Asynchronous Servers in PythonNicholas Piël | December 22, 2009
There has already been written a lot on the C10K problem and it is known that the only viable option to handle LOTS of concurrent connections is to handle them asynchronously. This also shows that for massively concurrent problems, such as lots of parallel comet connections, the GIL in Python is a non-issue as we handle the concurrent connections in a single thread.
In this post i am going to look at a selection of asynchronous servers implemented in Python.
Asynchronous Server Specs
Since Python is really rich with (asynchronous) frameworks, I collected a few and looked at the following features:
- What License does the framework have?
- Does it provide documentation?
- Does the documentation contain examples?
- Is it used in production somewhere?
- Does it have some sort of community (mailinglist, irc, etc..)?
- Is there any recent activity?
- Does it have a blog (from the owner)?
- Does it have a twitter account?
- Where can i find the repository?
- Does it have a Thread Pool?
- Does it provide access to a TCP Socket?
- Does it have any Comet features?
- Is it using EPOLL?
- What kind of server is it? (greenlets, callbacks, generators etc..)
This gave me the following table.
This is quite a list and i probably still missed a few. The main reasons for using a framework and not implementing something your self is that you hope to be able to accelerate your own development process by standing on the shoulders of other developers. I think it therefore is important that there is documentation, some sort of developers community (mailinglist fe) and that it is still active. If we take this as a requirement we are left with the following solutions:
- Orbited / Twisted (callbacks)
- Tornado (async)
- Dieselweb (generator)
- Eventlet (greenlet)
- Concurrence (stackless)
- Circuits (async)
- Gevent (greenlet)
- Cogen (generator)
To quickly summarize this list; Twisted has been the de-facto standard to async programming with Python. It has an immense community, a wealth of tools, protocols and features. It has grown big and some say it reminds them of shirtless men drinking Jager-bombs complex. This is also one of the biggest reasons why people are looking elsewhere. Recently Facebook released the code of their async. approach called Tornado which is also using callbacks and recent benchmark show that it outperforms Twisted.
A common heard argument against programming with callbacks is that it can get overly complex. A programmatically cleaner approach is to use light-weight threads (imho). This can be achieved by using a different Python implementation; Stackless (such as Concurrence is using) or a plugin for regular python Greenlet (such as Eventlet and Gevent are using). Another approach is to simulate these light-weight threads with Python generators, such as Dieselweb and Cogen are doing.
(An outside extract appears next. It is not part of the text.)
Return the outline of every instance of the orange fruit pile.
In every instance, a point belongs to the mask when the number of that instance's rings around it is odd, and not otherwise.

This should already show that while all these frameworks provide you asynchronous concurrency they do this in each of their own ways. I want to invite you to look at these frameworks as they all have their own code gems. For example, Concurrence has a non-blocking interface to MySQL. Eventlet has a neat thread-pool, Tornado can pre-fork over CPU’s, Gevent offloads HTTP header parsing and DNS lookups to Libevent, Cogen has sendfile support and Twisted probably already has a factory doing exactly what you are planning to do next.
The Ping Pong Benchmark
In this benchmark i am going to focus on the performance of the framework to listen on a socket and write to incoming connections. The client pings the socket by opening it, the server responds with a ‘Pong!’ and closes the socket. This should be really simple but it is a pain to create something that does this in an asynchronous and non-blocking way from scratch and that is exactly the reason why we are looking at these frameworks. It is all about making our lives easier.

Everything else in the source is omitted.